Josephine church reform

Joseph regarded the state as administrator of the worldly goods of the church and put this idea into a law, which summed up the assets of all churches, religious buildings and equipment of its territory in a great fortune for the various requirements of practical service in a so-called " religious fund ". The sacred, the entire ecclesial possession, chapels, abbeys and pens and all sacred ornaments were transferred to a new property.

Joseph went also against the monasteries, which he regarded as " sources of superstition and religious fanaticism ". Their numbers had grown in the Austrian hereditary lands and Hungary in 1770 to 2,163 with 45,000 members. The waiver decision covered 1782 first contemplatives who considered the emperor as " useless ". Since 1783 then, due to the idea of ​​religious fund, the so-called " wealthy prelates " The main objective of its repeal measures. A journey of Pius VI. to Vienna in March 1782 was inconclusive. From 915 monasteries ( 762 male, 153 female monasteries ) of 1780 in the German- Austria ( with Bohemia, Moravia and Galicia ) were obtained 388. Through these measures, the " religious fund " grew to 35 million guilders.
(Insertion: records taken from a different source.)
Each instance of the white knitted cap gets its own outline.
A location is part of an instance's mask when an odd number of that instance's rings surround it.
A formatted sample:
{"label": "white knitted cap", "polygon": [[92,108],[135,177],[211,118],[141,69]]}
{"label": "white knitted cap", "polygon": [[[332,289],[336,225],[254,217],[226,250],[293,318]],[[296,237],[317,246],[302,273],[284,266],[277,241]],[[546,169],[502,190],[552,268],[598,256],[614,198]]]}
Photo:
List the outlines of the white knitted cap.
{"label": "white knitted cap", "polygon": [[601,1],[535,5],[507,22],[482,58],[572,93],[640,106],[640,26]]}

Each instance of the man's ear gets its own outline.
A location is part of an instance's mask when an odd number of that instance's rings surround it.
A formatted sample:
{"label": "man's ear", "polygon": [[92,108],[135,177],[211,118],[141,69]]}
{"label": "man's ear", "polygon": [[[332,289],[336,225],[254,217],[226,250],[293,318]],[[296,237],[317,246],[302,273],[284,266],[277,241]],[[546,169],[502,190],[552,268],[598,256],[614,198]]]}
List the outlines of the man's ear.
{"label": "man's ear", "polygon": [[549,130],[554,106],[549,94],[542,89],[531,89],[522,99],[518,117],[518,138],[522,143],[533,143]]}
The abolition of monasteries and hermitages caused no growth of the fund, and the abolition of the Order of 1783 has also shown financial losses. Their property was devoted half pedagogical purposes and the other half transferred " with all their ecclesiastical privileges, income and goods " in a new "Only Charitable Connection" which had the character of both an order and a charitable institution and end social distress should.

New churches

The abolition of branch churches and chapels allowed Joseph the creation of new parishes. The state also claimed the formation of the clergy and its use in the communities in order to ensure both the service and the social welfare. Each local church should be attainable over a distance of no more than one hour for each member of the congregation; for each 700 souls a church should be available.

Supply principle

Joseph particular a fixed sum for pensions of former monks and for salaries of parish holders. Foundations without a pastoral activity, income in larger churches and by all canons of a locally set number also fell to the religious fund, the income was distributed to the pastorate owners. For the equipment of the dioceses a maximum amount has been set, the surplus accrued to the religious fund, as well as the income of vacancies.
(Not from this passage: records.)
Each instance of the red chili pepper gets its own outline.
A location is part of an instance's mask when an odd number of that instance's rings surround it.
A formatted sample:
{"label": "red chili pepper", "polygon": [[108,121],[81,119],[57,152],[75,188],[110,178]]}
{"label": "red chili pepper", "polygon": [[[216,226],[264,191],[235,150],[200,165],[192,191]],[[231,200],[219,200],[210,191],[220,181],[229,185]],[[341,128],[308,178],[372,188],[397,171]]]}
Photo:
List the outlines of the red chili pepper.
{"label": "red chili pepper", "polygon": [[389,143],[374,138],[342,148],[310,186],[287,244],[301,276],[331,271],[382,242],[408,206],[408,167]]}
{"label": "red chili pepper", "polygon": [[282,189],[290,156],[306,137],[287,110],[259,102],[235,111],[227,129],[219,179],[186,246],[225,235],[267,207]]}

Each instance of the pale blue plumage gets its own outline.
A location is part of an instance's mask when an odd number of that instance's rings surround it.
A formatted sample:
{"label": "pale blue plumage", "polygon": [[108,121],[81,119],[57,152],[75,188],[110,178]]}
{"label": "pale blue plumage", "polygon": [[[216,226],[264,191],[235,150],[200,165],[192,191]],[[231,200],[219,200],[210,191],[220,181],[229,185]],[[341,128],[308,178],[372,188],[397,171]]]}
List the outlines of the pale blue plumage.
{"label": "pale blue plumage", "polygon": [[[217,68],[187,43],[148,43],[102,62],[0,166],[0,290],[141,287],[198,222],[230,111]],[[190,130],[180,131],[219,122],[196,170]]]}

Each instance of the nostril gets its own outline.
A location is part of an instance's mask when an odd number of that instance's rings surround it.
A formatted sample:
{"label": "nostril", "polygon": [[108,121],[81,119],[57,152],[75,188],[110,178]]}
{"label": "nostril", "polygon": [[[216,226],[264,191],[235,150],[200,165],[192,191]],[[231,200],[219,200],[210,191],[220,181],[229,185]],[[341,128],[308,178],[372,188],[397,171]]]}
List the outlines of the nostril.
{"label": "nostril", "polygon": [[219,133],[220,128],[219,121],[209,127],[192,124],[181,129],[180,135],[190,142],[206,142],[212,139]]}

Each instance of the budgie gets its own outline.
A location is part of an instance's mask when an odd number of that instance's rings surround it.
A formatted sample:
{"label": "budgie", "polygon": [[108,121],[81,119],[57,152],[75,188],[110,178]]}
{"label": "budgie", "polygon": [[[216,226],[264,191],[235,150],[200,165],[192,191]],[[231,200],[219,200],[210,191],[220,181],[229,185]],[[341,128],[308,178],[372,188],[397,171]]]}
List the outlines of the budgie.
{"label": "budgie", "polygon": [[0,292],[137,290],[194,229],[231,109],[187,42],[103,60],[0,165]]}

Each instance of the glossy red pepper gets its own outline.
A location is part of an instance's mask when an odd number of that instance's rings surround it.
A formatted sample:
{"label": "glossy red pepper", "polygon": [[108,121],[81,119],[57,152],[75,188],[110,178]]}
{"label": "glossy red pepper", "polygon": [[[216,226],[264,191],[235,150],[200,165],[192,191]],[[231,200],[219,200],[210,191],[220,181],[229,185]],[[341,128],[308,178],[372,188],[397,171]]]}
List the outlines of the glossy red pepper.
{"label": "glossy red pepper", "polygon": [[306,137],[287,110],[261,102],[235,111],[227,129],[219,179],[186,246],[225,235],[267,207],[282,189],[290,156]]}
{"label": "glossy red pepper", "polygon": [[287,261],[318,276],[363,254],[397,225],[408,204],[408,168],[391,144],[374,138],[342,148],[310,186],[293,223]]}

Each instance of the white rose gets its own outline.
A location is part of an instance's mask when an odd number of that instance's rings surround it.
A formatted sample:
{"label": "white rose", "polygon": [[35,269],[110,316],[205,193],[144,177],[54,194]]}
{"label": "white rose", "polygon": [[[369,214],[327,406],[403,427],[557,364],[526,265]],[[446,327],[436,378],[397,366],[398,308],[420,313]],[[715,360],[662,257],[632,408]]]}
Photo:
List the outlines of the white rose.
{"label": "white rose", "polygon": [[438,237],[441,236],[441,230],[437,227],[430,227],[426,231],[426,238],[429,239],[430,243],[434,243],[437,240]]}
The religious fund had to pay for the cost of the establishment of clergy under state control, for general seminars and supporting the young clergyman, the Institute for the practical training of priests and the support of retired priests.

The implementation of the Josephine reforms and the abolition of the Order met with resistance among the people. The Design of Measurement and altars, oratories, chapels and religious, processions, pilgrimages and devotions were restricted by the new service rule.
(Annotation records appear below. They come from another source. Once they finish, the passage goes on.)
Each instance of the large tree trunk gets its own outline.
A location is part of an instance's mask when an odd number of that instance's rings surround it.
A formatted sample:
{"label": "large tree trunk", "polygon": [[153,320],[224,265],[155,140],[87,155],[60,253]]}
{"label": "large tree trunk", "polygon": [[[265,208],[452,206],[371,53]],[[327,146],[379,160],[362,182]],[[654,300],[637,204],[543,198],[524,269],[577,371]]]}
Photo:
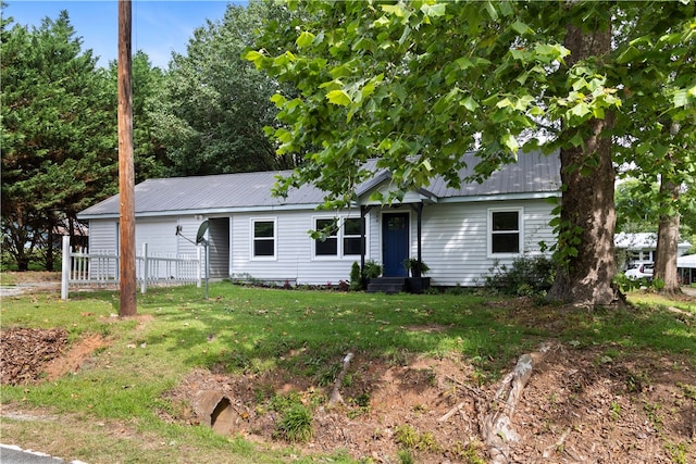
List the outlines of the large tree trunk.
{"label": "large tree trunk", "polygon": [[[571,51],[568,65],[588,57],[610,52],[611,28],[596,25],[588,33],[568,27],[564,45]],[[602,27],[604,26],[604,27]],[[611,280],[617,271],[613,233],[616,211],[613,184],[616,173],[611,163],[612,142],[604,131],[611,127],[610,113],[604,120],[586,123],[584,145],[561,150],[562,230],[558,247],[575,248],[566,254],[559,267],[549,298],[568,303],[604,305],[616,301]],[[587,172],[589,168],[589,172]],[[579,242],[573,242],[579,238]]]}
{"label": "large tree trunk", "polygon": [[[679,184],[662,177],[662,183],[660,184],[661,201],[672,203],[679,199]],[[662,287],[660,291],[675,293],[681,291],[676,275],[680,216],[679,213],[670,206],[671,204],[663,204],[660,208],[660,211],[663,211],[663,213],[660,214],[660,224],[657,230],[654,278],[664,281],[664,287]]]}

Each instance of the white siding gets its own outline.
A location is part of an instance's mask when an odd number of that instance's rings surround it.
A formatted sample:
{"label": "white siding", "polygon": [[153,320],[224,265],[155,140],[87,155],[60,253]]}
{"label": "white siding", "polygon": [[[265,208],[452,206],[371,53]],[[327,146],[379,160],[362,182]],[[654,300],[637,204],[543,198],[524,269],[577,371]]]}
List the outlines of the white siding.
{"label": "white siding", "polygon": [[[426,274],[434,286],[476,286],[485,281],[496,259],[488,256],[488,209],[523,208],[523,253],[538,254],[539,241],[552,244],[554,235],[548,226],[552,206],[544,200],[498,201],[432,204],[423,208],[422,260],[431,271]],[[415,214],[412,228],[415,230]],[[411,256],[418,254],[415,233]],[[513,258],[498,260],[511,264]]]}
{"label": "white siding", "polygon": [[210,277],[229,278],[229,217],[209,220]]}
{"label": "white siding", "polygon": [[[344,215],[343,213],[340,214]],[[351,212],[351,217],[359,213]],[[309,230],[316,217],[331,217],[318,211],[246,213],[232,216],[232,275],[234,278],[254,278],[283,284],[337,285],[350,279],[350,267],[360,255],[314,256],[314,240]],[[276,255],[254,259],[252,251],[252,220],[275,221]],[[366,220],[370,223],[370,218]],[[369,244],[371,243],[368,238]],[[370,259],[369,256],[366,259]]]}
{"label": "white siding", "polygon": [[90,252],[116,253],[119,227],[114,220],[91,220],[89,222]]}
{"label": "white siding", "polygon": [[[496,208],[522,209],[522,254],[540,253],[539,241],[545,241],[548,246],[554,243],[552,230],[548,226],[552,205],[543,199],[425,204],[422,215],[422,258],[431,268],[426,276],[431,277],[432,285],[476,286],[485,281],[485,276],[490,273],[496,261],[488,255],[487,250],[488,210]],[[415,212],[409,206],[388,210],[374,206],[365,217],[365,261],[382,262],[382,213],[397,211],[410,213],[410,252],[411,258],[418,255]],[[352,210],[339,215],[348,214],[358,217],[359,211]],[[308,285],[337,285],[339,280],[349,280],[352,263],[360,262],[360,255],[314,256],[314,241],[308,231],[314,228],[316,217],[330,216],[331,214],[320,211],[306,210],[233,213],[228,218],[215,218],[217,224],[229,221],[229,238],[225,243],[224,227],[210,236],[215,242],[215,247],[210,250],[211,263],[216,269],[225,269],[227,266],[228,275],[233,278],[250,277],[279,284],[288,280],[290,284]],[[251,255],[253,220],[275,222],[275,256],[254,259]],[[151,253],[195,254],[197,247],[184,237],[196,240],[202,221],[202,217],[192,215],[138,218],[138,253],[141,243],[147,241]],[[177,225],[184,237],[175,235]],[[89,242],[92,250],[116,251],[116,220],[91,220]],[[513,258],[506,258],[499,260],[499,263],[510,264]],[[220,277],[227,276],[220,274]]]}

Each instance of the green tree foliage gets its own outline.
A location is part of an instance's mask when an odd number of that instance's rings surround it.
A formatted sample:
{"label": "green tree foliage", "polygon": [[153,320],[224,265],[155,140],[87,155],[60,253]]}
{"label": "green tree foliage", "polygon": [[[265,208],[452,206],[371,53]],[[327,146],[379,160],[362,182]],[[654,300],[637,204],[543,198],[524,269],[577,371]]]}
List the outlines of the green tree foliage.
{"label": "green tree foliage", "polygon": [[91,50],[82,51],[67,12],[33,30],[11,23],[2,24],[0,58],[2,230],[26,269],[59,220],[113,193],[115,113],[104,73]]}
{"label": "green tree foliage", "polygon": [[187,55],[174,54],[154,110],[170,175],[206,175],[294,166],[276,158],[263,128],[273,125],[275,80],[243,60],[272,3],[228,5],[221,22],[195,30]]}
{"label": "green tree foliage", "polygon": [[[110,95],[113,108],[116,108],[117,61],[109,63]],[[136,184],[163,177],[167,163],[166,148],[156,136],[153,112],[158,106],[160,89],[164,85],[165,74],[152,66],[149,57],[138,50],[132,61],[133,79],[133,146]]]}
{"label": "green tree foliage", "polygon": [[[331,192],[326,206],[345,205],[372,175],[364,161],[378,156],[377,168],[389,168],[399,187],[384,199],[393,201],[434,175],[452,186],[473,180],[458,177],[468,150],[477,152],[476,177],[483,178],[513,161],[521,147],[560,149],[564,192],[551,294],[612,301],[612,161],[622,161],[612,160],[612,142],[623,134],[624,145],[639,147],[654,131],[625,134],[657,112],[676,117],[684,134],[695,133],[693,3],[290,7],[302,13],[269,25],[246,55],[300,92],[273,97],[284,123],[274,133],[278,152],[309,151],[277,193],[313,183]],[[281,51],[278,43],[285,43]],[[670,57],[661,55],[666,43]],[[664,104],[632,116],[637,96],[656,88]]]}

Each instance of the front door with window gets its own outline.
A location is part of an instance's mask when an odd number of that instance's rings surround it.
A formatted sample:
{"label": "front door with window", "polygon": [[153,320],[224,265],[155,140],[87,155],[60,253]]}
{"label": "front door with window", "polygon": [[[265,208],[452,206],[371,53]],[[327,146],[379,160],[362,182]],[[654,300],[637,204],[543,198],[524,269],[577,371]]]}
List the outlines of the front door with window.
{"label": "front door with window", "polygon": [[382,216],[382,262],[385,277],[406,277],[403,260],[409,258],[409,213]]}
The transfer of the church property into a single fund was practically impossible. In the case of the monastery's possessions she put a big loss Represents the ability of each Church and Foundation had publicly stated to become a public bond and be invested in the fund religion.

A tax was levied on church property, which had escaped the secularization. Since 1788 she has been imposed on the still existing orders and the secular clergy.

General seminars

The " education reform " Maria Theresa, diamond bush " curriculum " in 1776 and the introduction of Riechers "Handbook of Canon Law, " paved the way for the creation of theological General seminars. Joseph founded twelve: in Vienna, Graz, Prague, Olomouc, Bratislava, plague, Innsbruck, Freiburg, Lviv ( two for Galicia - Greek and Latin Rite ) -, lions and Pavia.

1783 all convent schools and episcopal seminars concluded in the framework of the " monastery storm ". The " General Meetings " were the universities connected as the Seminary, however, had their own theological courses. Five years of study were carried out in an episcopal educational institution ( priest's house ) or a monastery. The basic rules of the seminar directors were liberal, according to the rationalist theology of the state. A sharp opposition grew particularly on the side of ecclesiastical foundations and monasteries. The novices, educated at his own expense in the General seminars, many lost their religious vocation.